Eine Stadtbesichtigung kann man mit dem Bus machen, mit dem Auto, vielleicht sogar mit der Bahn. In New York kann man sie sogar zu Fuß machen. So richtig ausgiebig allerdings nur an einem Tag im Jahr. Immer am ersten Sonntag im November nutzen Tausende diese Gelegenheit: Sie starten beim New-York-City-Marathon, dem größten Marathon der Welt.

Seit 1970 gibt es den New Yorker Marathon. Während im ersten Jahr gerade einmal 130 Läufer dabeiwaren, sind es heutzutage mehr als 38.000, die den Kampf gegen den inneren Schweinehund aufnehmen. 

New Yorker Sehenswürdigkeiten im Lauftempo

Wer in New York läuft, der lernt viele Teile der Metropole kennen. Viele New Yorker Sehenswürdigkeiten liegen an der Strecke: Es geht über die Verrazano-Narrows-Brücke, durch Staten Island und Brooklyn. Vorbei am Old Stone House und der Brooklyn Academy of Music geht es, durch Queens, Manhattan und in die Bronx. Dann kämpfen sich die Läufer weiter durch Harlem, kommen am Guggenheim-Museum und anderen Museen vorbei und genießen dann die bunten Herbstblätter im Central Park.  42,195 Kilometer Sightseeing der etwas anderen Art.

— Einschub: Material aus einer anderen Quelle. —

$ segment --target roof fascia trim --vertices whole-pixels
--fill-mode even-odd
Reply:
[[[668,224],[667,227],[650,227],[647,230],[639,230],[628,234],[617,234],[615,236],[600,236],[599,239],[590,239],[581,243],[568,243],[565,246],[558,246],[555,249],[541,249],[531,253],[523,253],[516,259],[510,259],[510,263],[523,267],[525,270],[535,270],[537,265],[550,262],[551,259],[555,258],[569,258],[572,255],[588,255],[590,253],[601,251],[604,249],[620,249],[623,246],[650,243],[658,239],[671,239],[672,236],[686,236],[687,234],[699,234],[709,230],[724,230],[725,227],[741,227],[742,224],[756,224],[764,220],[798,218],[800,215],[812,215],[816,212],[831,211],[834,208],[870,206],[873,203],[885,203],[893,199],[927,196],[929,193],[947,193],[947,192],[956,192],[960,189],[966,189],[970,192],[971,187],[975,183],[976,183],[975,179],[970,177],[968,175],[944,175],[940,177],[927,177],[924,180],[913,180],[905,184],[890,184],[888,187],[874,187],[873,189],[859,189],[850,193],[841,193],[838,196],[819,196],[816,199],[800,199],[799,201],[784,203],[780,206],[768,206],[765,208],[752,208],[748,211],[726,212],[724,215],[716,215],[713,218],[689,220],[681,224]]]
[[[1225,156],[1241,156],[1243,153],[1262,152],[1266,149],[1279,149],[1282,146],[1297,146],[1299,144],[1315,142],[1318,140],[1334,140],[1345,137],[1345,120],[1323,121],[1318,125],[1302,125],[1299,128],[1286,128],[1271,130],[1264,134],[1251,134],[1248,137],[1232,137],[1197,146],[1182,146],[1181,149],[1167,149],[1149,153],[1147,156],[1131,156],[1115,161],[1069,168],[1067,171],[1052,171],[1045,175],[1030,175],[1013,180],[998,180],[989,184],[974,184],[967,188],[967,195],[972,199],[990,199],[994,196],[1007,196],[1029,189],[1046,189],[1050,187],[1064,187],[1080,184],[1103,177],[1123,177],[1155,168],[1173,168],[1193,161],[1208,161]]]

Zieleinlauf beim New York City Marathon

Zieleinlauf beim New York City Marathon© PA/dpa

Vielleicht werden Sie jetzt einwenden, dass man als Läufer ja gar nicht so viel sieht – schließlich ist man viel zu sehr mit sich selbst beschäftigt. Aber es gibt ja auch andere Ablenkungen: Überall spielen Bands und sorgen Tanzgruppen für Stimmung. So entsteht eine Atmosphäre, die die Läufer magisch vorwärts zieht und die Zuschauer jubeln lässt. Ein Volksfest für alle, die laufen – und für jene, die die Läufer lautstark anfeuern. Um die harten Muskeln und wunden Füße kann man sich später kümmern, jetzt ist erst einmal Genießen angesagt. Denn gerade im Central Park, einer der bedeutendsten (und grünsten) Sehenswürdigkeiten New Yorks, entfaltet der Marathon pure Magie. Die Erschöpfung ist für eine Weile vergessen, obwohl es spürbar bergauf geht. Aber die Landschaft, der Jubel und die Mitläufer reißen jeden mit – bis ins Ziel, zu diesem Glücksmoment, den man nur spüren kann, wenn man die 42, 195 Kilometer in den Beinen hat.

Einmalige Atmosphäre

Doch die Atmosphäre, die spüren auch die Zuschauer. Und so ist es kein Wunder, dass der New Yorker Marathon längst zur Touristen-Attraktion geworden ist. Zu Hunderttausenden stehen sie am Straßenrand, feuern Läufer an, hören den Bands zu und genießen die einmalige New Yorker Atmosphäre. Vielleicht beschließt so mancher Zuschauer, im nächsten Jahr selbst mitzulaufen. Aber wiederkommen will er unbedingt. Und viele Läufer, die eigens aus dem Ausland angereist sind, hängen noch ein paar Tage dran, suchen sich ein schönes New Yorker Hotel, gehen shoppen und gucken sich New Yorks Sehenswürdigkeiten dann doch nochmal auf die normale Art an: per Bus. Und ohne Laufschuhe.